There's no need to fear any "franken-fajitas" at Chipotle.

As of Monday, the Mexican fast casual restaurant said it had become the first national chain to get rid of all genetically modified or "GMO" ingredients from its food.

GMO food contains ingredients that have had its DNA tweaked to gain certain properties, such as pest resistance.

Image: Chipotle food
Guacamole on a dish at a Chipotle restaurant.Joe Raedle / Getty Images

The FDA has said that there's no safety concerns to GMO food any different from those from traditional plant breeding. Ever since before Mendel first played with peas in the 19th century, farmers have been cross-breeding plants with to make tomatoes plumper and broccoli more nutritious.

But partly because genetic modification can involve syringes and viruses in labs, it makes some people uncomfortable.

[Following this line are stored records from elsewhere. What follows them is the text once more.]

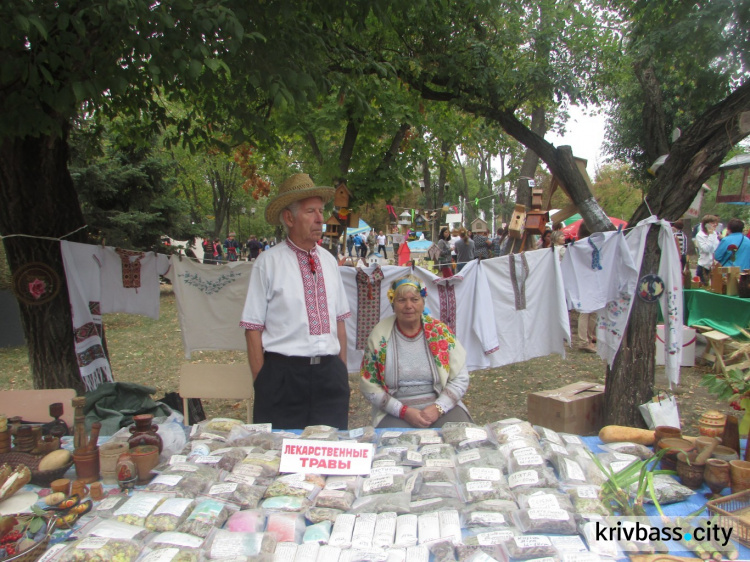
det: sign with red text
[279,439,374,474]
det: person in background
[214,238,224,265]
[693,215,719,285]
[378,230,388,259]
[224,232,240,261]
[240,174,351,429]
[437,226,453,277]
[536,228,552,249]
[714,219,750,270]
[672,219,687,271]
[360,275,472,428]
[455,228,474,273]
[201,234,214,264]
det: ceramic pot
[654,425,682,451]
[99,441,130,472]
[729,460,750,494]
[711,445,740,462]
[659,437,695,470]
[698,410,727,437]
[130,445,159,484]
[73,447,99,484]
[703,459,731,495]
[677,453,706,489]
[128,414,163,453]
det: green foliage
[70,122,195,249]
[701,369,750,401]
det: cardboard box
[656,324,695,367]
[528,381,604,435]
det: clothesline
[0,224,89,242]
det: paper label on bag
[609,461,633,472]
[513,535,552,548]
[154,498,193,517]
[549,443,570,455]
[193,455,221,464]
[362,474,393,492]
[208,482,237,496]
[499,425,521,435]
[224,473,255,486]
[528,508,570,521]
[477,529,515,546]
[527,494,560,509]
[469,467,503,482]
[466,480,492,492]
[542,427,562,445]
[170,462,198,472]
[154,531,203,548]
[232,464,263,478]
[516,453,544,466]
[406,451,423,464]
[576,486,599,499]
[469,511,505,525]
[464,427,487,441]
[424,459,453,468]
[114,493,166,519]
[456,449,482,464]
[370,466,404,478]
[508,470,539,488]
[550,536,588,554]
[143,547,180,562]
[76,537,109,550]
[563,459,586,482]
[96,496,122,511]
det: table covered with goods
[0,412,750,562]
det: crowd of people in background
[202,232,276,265]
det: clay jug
[128,414,163,453]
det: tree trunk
[0,134,86,394]
[604,226,666,427]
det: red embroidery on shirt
[287,240,331,336]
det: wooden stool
[703,330,732,373]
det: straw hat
[266,174,335,225]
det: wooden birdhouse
[531,188,544,211]
[508,205,526,238]
[471,214,489,232]
[323,215,341,238]
[524,211,549,234]
[333,181,352,208]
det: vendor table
[683,289,750,338]
[10,429,750,562]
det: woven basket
[3,515,57,562]
[0,453,73,488]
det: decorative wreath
[13,262,61,305]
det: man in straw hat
[240,174,351,429]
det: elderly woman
[360,275,472,428]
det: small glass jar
[115,453,138,491]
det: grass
[0,285,737,434]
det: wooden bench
[0,388,76,428]
[180,363,253,423]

One of them is Chipotle founder Steve Ells, who said in a press release that "there is a lot of debate about genetically modified foods" and while that debate and research continues, it had decided to move to get GMO ingredients out of its supply chain.

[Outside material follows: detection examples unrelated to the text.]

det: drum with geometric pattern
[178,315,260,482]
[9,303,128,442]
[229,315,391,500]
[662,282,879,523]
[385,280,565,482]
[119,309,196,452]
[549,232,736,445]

The Denver-based chain was already mainly using non-GMO ingredients. In March 2013 it pledged to also move to non-GMO ingredients for its tortillas. The solution involved its suppliers planting non-GMO corn and replacing soybean oil with sunflower oil to cook its chips and taco shells.

Over 90 percent of the country's corn and soybean crop is genetically modified to have certain traits like resistance to plant diseases.

Food health experts said the issue was not so much about nutrition, but perception.

"Is this a safety issue? I don’t think so," said NYU nutrition expert Marion Nestle. "I think it’s an issue of trust and transparency. The GMO industry’s pouring millions into fighting labeling is not going over well with the public and has created a serious issue of distrust. Chipotle’s owners have values about food issues and GMOs don’t fit into them."

Next up, the company plans to get rid of all artificial additives in its tortillas.

“We are changing the way people think about and eat fast food, and that means cooking with the very best ingredients – ingredients that are free of additives – but still serving food that is affordable, convenient, and most importantly delicious,” said Ells in a statement. “That’s really unusual in fast food, but that’s the quest we are on, and we continue to make progress."